At a time when government should be doing “everything possible” to stimulate the South African economy, it would be “terribly ill-advised” to burden the economy further by introducing a carbon tax, Steel and Engineering Industries Federation of Southern Africa (Seifsa) CEO Kaizer Nyatsumba said this week.
Commenting on a joint statement by the departments of Environmental Affairs and Trade and Industry that they were finalising an approach to carbon tax, Nyatsumba said the State appeared more concerned about “squeezing” the economy to generate more tax income than it was about its underperformance and the growing “army” of the unemployed.
He stated that it was inevitable that the introduction of a carbon tax would further stifle the economy and render South Africa even less internationally competitive.
Nyatsumba suggested that South Africa, whose economic outlook had recently been downgraded by ratings agencies and the World Economic Forum, needed to follow the example set by Australia earlier this year, when it repealed its carbon taxes.

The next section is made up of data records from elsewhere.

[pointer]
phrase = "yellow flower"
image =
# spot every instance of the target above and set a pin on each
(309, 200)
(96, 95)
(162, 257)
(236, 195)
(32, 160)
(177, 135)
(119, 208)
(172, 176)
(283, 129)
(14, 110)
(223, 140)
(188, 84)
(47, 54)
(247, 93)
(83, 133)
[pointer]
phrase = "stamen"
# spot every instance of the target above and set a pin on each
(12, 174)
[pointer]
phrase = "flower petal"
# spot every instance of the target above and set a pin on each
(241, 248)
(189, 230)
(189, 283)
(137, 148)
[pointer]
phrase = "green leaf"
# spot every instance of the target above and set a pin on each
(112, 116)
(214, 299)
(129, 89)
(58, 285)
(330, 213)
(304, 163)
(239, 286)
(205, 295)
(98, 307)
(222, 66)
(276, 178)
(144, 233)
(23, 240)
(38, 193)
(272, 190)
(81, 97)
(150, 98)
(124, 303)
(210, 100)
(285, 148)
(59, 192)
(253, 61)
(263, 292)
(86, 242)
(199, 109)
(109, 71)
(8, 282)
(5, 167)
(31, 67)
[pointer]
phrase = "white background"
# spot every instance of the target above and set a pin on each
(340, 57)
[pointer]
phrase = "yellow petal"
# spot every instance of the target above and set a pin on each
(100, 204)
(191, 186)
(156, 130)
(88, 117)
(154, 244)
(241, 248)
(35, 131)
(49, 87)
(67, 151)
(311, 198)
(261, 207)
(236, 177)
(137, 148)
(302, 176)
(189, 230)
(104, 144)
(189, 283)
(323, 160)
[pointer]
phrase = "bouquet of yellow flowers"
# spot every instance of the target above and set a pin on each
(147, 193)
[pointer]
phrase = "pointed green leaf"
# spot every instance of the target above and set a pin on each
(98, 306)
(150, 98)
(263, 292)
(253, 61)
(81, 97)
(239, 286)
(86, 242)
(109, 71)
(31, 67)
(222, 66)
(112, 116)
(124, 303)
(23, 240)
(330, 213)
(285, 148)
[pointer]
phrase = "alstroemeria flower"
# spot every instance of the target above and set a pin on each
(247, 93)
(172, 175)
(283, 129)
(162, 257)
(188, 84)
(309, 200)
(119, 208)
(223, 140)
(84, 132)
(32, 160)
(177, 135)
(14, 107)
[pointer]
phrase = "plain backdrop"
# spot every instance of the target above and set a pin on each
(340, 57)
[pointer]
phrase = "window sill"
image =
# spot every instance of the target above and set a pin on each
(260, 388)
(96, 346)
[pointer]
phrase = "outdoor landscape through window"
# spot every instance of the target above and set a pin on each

“Our view is simple: we cannot afford to constrain the economy even further at a time when more jobs need to be created by introducing a carbon tax when far more developed countries such as the US and Australia have not done so,” said Nyatsumba.
While Seifsa encouraged responsible corporate conduct and supported sustainability, the federation remained firmly of the view that there was no reason for South Africa, which contributed less than 1% of global emissions, to take the lead in climate change mitigation by being one of the few countries to introduce a carbon tax.